Big issue

Hello, after some network problems, and what seemed like split brian ,
we ended up with this state:

{
"cluster_name" : "elasticsearch0",
"status" : "red",
"timed_out" : false,
"number_of_nodes" : 11,
"number_of_data_nodes" : 11,
"active_primary_shards" : 212,
"active_shards" : 212,
"relocating_shards" : 1,
"initializing_shards" : 0,
"unassigned_shards" : 38
}

Note that we have 38 unassigned_shares, and 0 initializing shards. We
have all the data (from backup), but it looks like out of 11 servers
running we are missing shards being assigned in their totality to the
nodes. Again, I have all my index/ data saved, even those 38 shards
are setting under /index in various nodes. However, without any
errors in the error log, we simple can't exist the RED state. There
is a way to repair metadata somehow?

Thanks,
-Jack

Are you saying you recovered the data from back and those shards don't
initialize? Make sure to recover the _state directory under the data
location (nodes/0), especially if you are using 0.18.

On Fri, Apr 20, 2012 at 6:58 AM, Jack Levin magnito@gmail.com wrote:

Hello, after some network problems, and what seemed like split brian ,
we ended up with this state:

{
"cluster_name" : "elasticsearch0",
"status" : "red",
"timed_out" : false,
"number_of_nodes" : 11,
"number_of_data_nodes" : 11,
"active_primary_shards" : 212,
"active_shards" : 212,
"relocating_shards" : 1,
"initializing_shards" : 0,
"unassigned_shards" : 38
}

Note that we have 38 unassigned_shares, and 0 initializing shards.

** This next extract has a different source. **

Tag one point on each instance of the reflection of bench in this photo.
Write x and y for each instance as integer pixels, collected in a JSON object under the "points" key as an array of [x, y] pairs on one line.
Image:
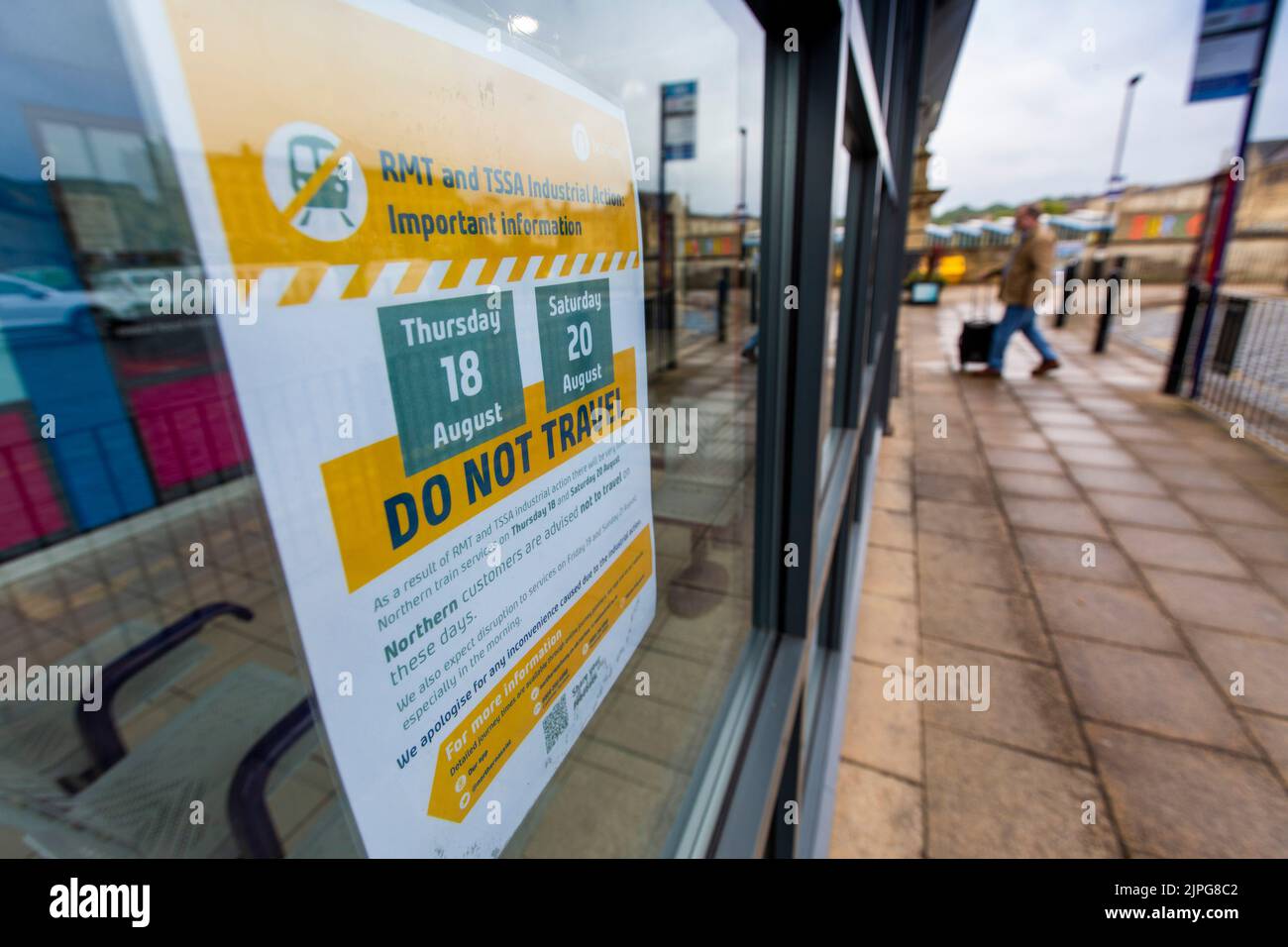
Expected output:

We
have all the data (from backup), but it looks like out of 11 servers
running we are missing shards being assigned in their totality to the
nodes. Again, I have all my index/ data saved, even those 38 shards
are setting under /index in various nodes. However, without any
errors in the error log, we simple can't exist the RED state. There
is a way to repair metadata somehow?

Thanks,
-Jack

Shay, my worry is that _state is corrupted, and is not indicating that
a node has all the shards I have data for. Is there a way to edit
_state? I can move up a version (from .18) if needed to get it fixed.
(longer story -- during the outage, backup script overwritten _state
possible with wrong values as it ran right when an outage happened).

-Jack

On Apr 20, 1:38 am, Shay Banon kim...@gmail.com wrote:

Are you saying you recovered the data from back and those shards don't
initialize? Make sure to recover the _state directory under the data
location (nodes/0), especially if you are using 0.18.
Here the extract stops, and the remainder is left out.